From Inflation to Recession
Peter St. Onge /
Editor’s note: This is a lightly edited transcript of the accompanying video from professor Peter St. Onge.
Regime journalists across America wet themselves last week as year-on-year ticked below 3% for the first time since 2021. As The New York Times put it, “Easing inflation has Democrats tasting victory.”
That’s quite a lot to taste for a 0.1% annual move in inflation—assuming you believe the numbers—especially considering inflation actually went up on the month.
In fact, a more sober reading is that inflation’s been stuck way above the Federal Reserve’s target as that famous transitory inflation logs its 40th month with no end in sight.
More important, falling inflation in a weakening economy is not what the party the communists—er, the journalists—think it is.
Why?
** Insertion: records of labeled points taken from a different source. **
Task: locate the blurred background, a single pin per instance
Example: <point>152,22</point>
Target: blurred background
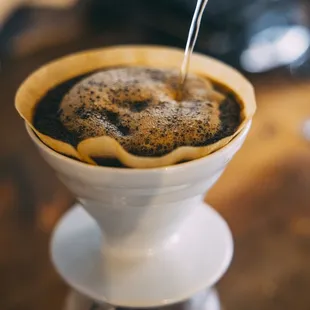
<point>264,194</point>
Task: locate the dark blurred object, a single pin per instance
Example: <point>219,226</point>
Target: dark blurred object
<point>255,36</point>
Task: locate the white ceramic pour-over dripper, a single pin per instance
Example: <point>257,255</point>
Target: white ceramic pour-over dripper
<point>149,240</point>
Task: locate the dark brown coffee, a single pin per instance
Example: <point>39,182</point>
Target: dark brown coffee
<point>136,106</point>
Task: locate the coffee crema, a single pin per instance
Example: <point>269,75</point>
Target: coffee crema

Because inflation always falls in recessions. In fact, recessionary deflation is the very excuse Wall Street oligarchs used to install the Fed in the first place: By conflating recession and deflation they gaslit the public into a perpetual inflation machine.
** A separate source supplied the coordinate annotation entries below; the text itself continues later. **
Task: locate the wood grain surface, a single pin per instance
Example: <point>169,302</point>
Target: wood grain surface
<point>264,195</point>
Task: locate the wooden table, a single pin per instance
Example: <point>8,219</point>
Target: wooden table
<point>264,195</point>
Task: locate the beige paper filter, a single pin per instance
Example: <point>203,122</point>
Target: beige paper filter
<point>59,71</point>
The reason is because a recession means there’s leftover stuff nobody’s buying, so they have to cut the price to move it. Combine that with debt defaults—which effectively unprint dollars—and presto, prices go down.
Not because the Fed or Treasury Secretary Janet Yellen fancy footworked, but because they screwed it up so bad the registers aren’t ringing, and the debtors aren’t paying.
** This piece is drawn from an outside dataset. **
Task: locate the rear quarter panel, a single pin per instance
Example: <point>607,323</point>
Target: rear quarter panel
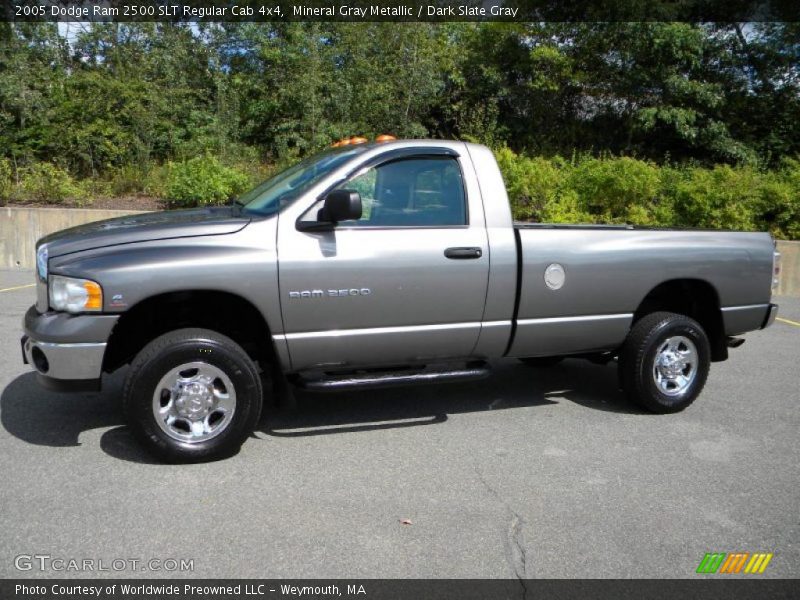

Going to the ticker, in the last four recessions since 1990, inflation has fallen hard every single time.
In 1990 it went from 6.4% to 2.8%—a 3.5-point drop.
In 2001 it dropped 2.5 points—3.7% to 1.2%.
In 2008 it was a 6.5-point drop—from 4.4% inflation to 2% deflation. That was a big one because of debt defaults during the 2008 financial crisis.
Even in the 2020 recession it dropped almost 2.5 points—2.5% to 0.2%.
Tally it up and in the last 35 years and recessions themselves dropped inflation by 3.7% on average.
In other words, that media darling 0.1-point drop could be a downpayment on a lot of pain to come.
Media will keep trying to spin molehills into mountains in hopes they can carry cackles over the finish line come November.
But we know from rising federal spending that inflation isn’t going anywhere. Meaning any improvement is likely coming from the slowing economy itself—unsold goods, unemployed workers, and lower energy prices as people cut back on driving—which surveys say they already are.
So, what’s next? In theory the Fed’s supposed to delicately balance inflation and unemployment. In fact, today the Fed is painting itself into a tighter and tighter corner, trapped between spending-driven inflation and inflation-driven job losses.
The one solution—cutting federal spending—is the one solution they will never do. Because federal spending is the whole point of having a central bank. It’s the government’s payback for handing Wall Street a license to print money.
I mentioned last week how easy it is to get out of this, to back the dollar with hard money so they can’t inflate.
Instead, as always, the Fed will pretend everything is fine—and the media will dutifully play along—right up until the day they all sing as one how nobody could have seen it coming.